Still, I question the use of SAME partitioning prior to the second join...WHY?? The framework could still be inserting a hash partition on column B at runtime to meet the requirement of the join key, when the correct partitioning should really be reflected in the job design instead.
Regards,

Thanks for the reply.

Do you mean, i need to use the HASH partition explicitly rather than SAME in the JOIN2 ?

When the chek the DUMP_SCORE, it is internally placing the HASH.

What is the difference between using SAME Vs explicitly choosing the partition?

jwiles · Posted: Mon Sep 03, 2012 1:08 pm

Read this documentation about Same partitioning. You should then understand what Same partitioning does and how it differs from other partitioning.

Had partition insertion been disabled in your job or project, your second join would not have produced the results you required because your data would not have been partitioned correctly for that join operation.

Regards,

SURA · Posted: Wed Sep 05, 2012 8:03 pm

Sorry for the late reply.

Quote:

In theory YES I know how this will work, but I may confused &/ may not good enough understood the concept might be the reason!

In my view, first I made the Join1 as HASH partition and SORT the data for the SPECIFIC KEY for that JOIN1.

My understanding -->was<--, if I use the SAME PARTITION in the JON2, then DATASTAGE will do the HASH partition (which i chose in the previous join) based on the new KEY what i am going to choose for JOIN2.

Quote:

Same partitioner

The stage using the data set as input performs no repartitioning and takes as input the partitions output by the preceding stage.

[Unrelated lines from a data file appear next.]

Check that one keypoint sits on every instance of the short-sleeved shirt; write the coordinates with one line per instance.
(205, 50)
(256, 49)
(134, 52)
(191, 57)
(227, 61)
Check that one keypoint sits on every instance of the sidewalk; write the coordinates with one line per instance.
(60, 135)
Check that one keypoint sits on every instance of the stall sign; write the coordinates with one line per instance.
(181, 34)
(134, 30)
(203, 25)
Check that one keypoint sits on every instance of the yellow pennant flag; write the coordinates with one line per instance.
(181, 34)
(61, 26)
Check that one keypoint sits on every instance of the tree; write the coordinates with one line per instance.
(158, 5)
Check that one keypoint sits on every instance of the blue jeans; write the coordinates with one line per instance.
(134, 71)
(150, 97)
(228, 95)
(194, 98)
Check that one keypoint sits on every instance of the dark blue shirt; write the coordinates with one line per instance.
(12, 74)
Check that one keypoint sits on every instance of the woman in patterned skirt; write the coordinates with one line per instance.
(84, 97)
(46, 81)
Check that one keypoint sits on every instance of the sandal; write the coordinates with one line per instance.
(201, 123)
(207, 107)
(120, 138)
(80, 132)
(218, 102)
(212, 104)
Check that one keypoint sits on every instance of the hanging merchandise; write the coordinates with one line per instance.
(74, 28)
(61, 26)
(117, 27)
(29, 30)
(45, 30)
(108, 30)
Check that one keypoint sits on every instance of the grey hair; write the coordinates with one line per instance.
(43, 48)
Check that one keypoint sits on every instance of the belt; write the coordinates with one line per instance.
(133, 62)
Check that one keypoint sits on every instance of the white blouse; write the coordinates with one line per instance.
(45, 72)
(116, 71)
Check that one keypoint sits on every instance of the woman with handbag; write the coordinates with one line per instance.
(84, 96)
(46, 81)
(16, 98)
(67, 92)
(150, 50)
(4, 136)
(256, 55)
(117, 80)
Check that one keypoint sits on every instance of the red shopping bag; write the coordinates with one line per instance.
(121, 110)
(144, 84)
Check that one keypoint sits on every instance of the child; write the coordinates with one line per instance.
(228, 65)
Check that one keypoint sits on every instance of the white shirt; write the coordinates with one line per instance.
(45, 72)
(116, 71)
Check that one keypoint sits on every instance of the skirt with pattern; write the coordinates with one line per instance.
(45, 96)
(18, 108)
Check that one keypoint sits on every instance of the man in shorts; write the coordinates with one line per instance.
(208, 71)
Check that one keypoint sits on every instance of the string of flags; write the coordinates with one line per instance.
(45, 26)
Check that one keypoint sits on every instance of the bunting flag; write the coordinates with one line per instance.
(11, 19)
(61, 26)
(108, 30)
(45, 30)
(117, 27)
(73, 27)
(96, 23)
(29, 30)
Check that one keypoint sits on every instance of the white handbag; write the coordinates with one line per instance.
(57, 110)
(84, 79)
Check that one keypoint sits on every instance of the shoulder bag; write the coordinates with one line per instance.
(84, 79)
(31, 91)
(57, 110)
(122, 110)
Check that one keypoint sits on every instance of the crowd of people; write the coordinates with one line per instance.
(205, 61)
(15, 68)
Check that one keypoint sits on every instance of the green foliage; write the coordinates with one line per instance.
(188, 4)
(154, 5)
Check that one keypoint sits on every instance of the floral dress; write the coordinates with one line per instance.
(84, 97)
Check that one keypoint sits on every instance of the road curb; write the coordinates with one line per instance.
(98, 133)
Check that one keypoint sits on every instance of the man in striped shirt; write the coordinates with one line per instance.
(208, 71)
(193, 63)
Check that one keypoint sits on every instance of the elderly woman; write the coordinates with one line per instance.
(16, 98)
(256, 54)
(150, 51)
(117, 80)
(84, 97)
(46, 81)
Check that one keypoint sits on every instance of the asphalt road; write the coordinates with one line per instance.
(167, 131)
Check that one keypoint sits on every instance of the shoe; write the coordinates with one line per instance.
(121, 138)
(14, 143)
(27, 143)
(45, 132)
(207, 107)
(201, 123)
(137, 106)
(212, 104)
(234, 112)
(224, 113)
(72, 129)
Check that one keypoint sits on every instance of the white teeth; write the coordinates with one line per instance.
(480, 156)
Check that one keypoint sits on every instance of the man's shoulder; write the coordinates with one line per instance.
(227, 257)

With this partitioning method, records stay on the same processing node; that is, they are not redistributed. Same is the fastest partitioning method. This is normally the method InfoSphere® DataStage® uses when passing data between stages in your job

Does it mean, If the KEY column is going to be same for the downstream STAGE, should use the SAME Partition?

jwiles · Posted: Wed Sep 05, 2012 10:07 pm

You CAN use same partitioning, but you don't have to. You could leave it as Auto instead and DataStage would more than likely not repartition the data because it already meets the needs of the downstream stage.

Regards,

SURA · Posted: Wed Sep 05, 2012 10:57 pm

Thanks James. Now i understood.

But the thread was initiated to know, why data was not written in all the nodes?

Quote:

Hash partitioning does not necessarily result in an even distribution of data between partitions.

Dose it mean, it may not even write a single row in one more nodes?

jwiles · Posted: Wed Sep 05, 2012 11:02 pm

This question was already answered earlier in the thread:

Quote:

Posted: Thu Aug 30, 2012 7:03 am
A key-based partitioning algorithm doesn't guarantee that data will be evenly distributed among the partitions or that data will be sent to all partitions. It merely guarantees that all records with containing the same (identical) value for a key will be sent to the same partition.

Regards,